Open nmnobre opened 2 years ago
One thing I believe we should do is converge the APIs logic with the generic data movement. At its essence, the data movement logic just analyses a given tree and decides which variables dependencies exist at the boundaries of the region. Which is done with the DependencyAnalysis plus some logic on top. The DepAnalysis is currently done in:
def kernel_references(self):
# pylint: disable=import-outside-toplevel
from psyclone.dynamo0p3 import DynInvokeSchedule
from psyclone.gocean1p0 import GOInvokeSchedule
from psyclone.psyir.tools import DependencyTools
if self.ancestor((DynInvokeSchedule, GOInvokeSchedule)):
# Look-up the kernels that are children of this node
sig_set = set()
for call in self.kernels():
for arg in call.arguments.acc_args:
sig_set.add(arg)
return (sig_set, )
inp, out = DependencyTools().get_in_out_parameters(self.children)
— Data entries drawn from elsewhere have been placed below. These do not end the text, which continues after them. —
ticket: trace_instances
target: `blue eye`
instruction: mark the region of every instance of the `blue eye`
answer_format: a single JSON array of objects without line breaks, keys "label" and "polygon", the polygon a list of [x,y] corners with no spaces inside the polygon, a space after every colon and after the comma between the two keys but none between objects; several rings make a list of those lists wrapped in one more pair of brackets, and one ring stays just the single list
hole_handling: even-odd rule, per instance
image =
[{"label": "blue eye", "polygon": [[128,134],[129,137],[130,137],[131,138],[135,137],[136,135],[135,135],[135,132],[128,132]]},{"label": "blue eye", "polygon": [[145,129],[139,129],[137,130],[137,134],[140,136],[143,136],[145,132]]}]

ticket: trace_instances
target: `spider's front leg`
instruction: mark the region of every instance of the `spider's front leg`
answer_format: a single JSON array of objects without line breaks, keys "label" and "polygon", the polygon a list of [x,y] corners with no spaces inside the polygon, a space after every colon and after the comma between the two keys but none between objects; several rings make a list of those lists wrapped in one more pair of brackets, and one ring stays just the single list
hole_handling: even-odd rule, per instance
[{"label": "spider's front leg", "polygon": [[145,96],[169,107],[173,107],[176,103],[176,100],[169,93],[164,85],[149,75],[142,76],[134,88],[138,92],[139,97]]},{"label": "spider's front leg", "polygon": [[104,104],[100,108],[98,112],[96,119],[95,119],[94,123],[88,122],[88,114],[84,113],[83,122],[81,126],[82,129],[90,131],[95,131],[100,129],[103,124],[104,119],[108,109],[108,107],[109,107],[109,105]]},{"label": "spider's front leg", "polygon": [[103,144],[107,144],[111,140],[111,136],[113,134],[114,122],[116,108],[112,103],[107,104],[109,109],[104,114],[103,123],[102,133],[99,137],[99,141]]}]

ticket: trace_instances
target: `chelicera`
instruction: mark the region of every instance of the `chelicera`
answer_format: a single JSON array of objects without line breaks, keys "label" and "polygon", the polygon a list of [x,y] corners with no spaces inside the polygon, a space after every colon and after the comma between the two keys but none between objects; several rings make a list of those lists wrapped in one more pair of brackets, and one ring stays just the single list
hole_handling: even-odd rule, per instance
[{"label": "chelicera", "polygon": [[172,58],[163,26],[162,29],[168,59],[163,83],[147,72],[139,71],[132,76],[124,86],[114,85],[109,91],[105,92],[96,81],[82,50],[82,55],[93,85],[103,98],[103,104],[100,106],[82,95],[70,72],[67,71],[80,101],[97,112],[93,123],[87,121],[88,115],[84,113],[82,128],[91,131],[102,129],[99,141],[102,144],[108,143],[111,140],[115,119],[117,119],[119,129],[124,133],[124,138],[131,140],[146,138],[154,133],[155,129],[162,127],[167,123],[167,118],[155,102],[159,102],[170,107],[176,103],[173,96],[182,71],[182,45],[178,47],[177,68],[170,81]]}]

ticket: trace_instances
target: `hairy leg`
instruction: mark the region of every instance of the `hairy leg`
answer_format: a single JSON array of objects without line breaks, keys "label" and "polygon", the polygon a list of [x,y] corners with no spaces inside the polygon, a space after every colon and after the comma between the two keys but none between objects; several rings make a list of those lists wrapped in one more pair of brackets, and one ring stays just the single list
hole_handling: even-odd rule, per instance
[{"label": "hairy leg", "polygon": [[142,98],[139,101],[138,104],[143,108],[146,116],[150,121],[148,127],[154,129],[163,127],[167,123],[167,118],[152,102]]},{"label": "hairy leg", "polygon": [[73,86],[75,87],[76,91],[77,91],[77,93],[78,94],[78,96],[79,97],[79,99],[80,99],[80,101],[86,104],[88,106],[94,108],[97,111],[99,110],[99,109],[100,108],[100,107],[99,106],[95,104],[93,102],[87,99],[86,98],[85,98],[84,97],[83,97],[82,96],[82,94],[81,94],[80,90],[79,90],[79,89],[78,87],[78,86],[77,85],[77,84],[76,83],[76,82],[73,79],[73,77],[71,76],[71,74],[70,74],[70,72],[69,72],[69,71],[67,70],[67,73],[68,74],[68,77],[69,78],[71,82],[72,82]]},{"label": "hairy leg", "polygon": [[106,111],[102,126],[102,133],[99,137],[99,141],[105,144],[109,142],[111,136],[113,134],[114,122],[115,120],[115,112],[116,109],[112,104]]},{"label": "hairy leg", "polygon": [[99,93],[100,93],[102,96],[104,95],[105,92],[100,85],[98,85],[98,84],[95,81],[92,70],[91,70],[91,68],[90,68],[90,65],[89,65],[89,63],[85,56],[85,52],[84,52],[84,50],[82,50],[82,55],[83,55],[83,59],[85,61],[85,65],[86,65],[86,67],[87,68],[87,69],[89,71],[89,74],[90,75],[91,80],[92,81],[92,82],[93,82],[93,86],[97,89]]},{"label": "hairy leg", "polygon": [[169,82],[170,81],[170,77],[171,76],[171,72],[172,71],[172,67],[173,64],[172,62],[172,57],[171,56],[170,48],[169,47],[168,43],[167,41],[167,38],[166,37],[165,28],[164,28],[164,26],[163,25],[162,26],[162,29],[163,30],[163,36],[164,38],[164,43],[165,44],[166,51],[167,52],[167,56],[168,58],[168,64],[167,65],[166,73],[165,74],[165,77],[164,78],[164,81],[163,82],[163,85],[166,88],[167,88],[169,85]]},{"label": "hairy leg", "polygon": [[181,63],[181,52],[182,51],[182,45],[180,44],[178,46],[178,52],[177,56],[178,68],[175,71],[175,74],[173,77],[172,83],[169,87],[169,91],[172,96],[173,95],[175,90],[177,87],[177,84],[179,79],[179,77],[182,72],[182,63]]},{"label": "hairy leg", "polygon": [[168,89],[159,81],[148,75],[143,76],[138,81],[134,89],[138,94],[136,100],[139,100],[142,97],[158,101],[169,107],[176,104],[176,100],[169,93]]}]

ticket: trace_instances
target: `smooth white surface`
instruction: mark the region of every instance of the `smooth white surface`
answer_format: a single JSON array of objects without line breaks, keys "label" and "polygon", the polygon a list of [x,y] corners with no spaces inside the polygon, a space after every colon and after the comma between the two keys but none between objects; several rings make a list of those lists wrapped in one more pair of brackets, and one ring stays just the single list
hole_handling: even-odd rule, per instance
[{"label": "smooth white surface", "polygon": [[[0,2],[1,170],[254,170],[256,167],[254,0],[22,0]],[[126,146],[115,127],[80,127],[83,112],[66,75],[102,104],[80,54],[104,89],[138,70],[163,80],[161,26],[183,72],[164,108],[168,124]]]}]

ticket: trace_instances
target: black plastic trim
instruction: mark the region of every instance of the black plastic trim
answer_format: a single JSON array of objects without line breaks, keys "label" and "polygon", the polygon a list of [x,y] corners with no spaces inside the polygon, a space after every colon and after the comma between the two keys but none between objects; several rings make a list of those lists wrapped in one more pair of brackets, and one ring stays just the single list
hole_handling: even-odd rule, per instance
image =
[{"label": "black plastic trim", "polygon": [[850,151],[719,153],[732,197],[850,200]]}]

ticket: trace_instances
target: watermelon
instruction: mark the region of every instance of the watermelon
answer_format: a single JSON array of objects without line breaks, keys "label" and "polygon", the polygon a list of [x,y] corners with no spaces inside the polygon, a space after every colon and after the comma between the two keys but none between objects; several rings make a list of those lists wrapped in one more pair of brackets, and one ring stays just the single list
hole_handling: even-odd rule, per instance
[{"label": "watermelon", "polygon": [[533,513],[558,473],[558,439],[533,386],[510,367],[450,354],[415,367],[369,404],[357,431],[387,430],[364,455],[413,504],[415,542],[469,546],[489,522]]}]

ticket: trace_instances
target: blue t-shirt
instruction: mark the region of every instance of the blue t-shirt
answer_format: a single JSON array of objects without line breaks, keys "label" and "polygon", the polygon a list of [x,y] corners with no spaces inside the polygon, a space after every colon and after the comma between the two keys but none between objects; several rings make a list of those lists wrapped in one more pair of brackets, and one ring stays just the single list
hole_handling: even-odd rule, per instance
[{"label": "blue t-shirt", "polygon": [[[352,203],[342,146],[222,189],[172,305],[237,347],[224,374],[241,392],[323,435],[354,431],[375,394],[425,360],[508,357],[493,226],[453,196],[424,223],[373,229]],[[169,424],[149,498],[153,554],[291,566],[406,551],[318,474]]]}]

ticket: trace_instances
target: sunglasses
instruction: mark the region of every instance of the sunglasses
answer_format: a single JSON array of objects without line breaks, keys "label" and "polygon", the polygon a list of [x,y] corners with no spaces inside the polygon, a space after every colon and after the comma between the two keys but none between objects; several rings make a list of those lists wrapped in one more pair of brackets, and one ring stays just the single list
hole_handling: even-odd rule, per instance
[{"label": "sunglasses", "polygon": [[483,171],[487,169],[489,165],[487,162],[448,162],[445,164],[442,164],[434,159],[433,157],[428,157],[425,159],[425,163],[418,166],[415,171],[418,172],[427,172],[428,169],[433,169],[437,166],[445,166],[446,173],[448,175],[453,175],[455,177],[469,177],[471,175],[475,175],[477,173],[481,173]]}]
return (set(inp), set(out))
We may not need the exception for API kernel calls. DependencyTools.get_inout_parameters calls VariablesAccessInfo which calls for each node the node.reference_accesses
method. The reference_accesses of a KernelCall is very similar to self.arguments.acc_args.
If I do the get_in_out_parameters
of a GOcean kernel call I get:
(Pdb) sig_set
{'p_fld%data', 'cu_fld', 'cu_fld%data', 'u_fld%data', 'p_fld', 'u_fld'}
(Pdb) inp, out = DependencyTools().get_in_out_parameters(self.children)
(Pdb) inp
[Signature(cu_fld%internal%xstart), Signature(cu_fld%internal%xstop), Signature(cu_fld%internal%ystart), Signature(cu_fld%internal%ystop), Signature(p_fld), Signature(u_fld)]
(Pdb) out
[Signature(cu_fld), Signature(i), Signature(j)]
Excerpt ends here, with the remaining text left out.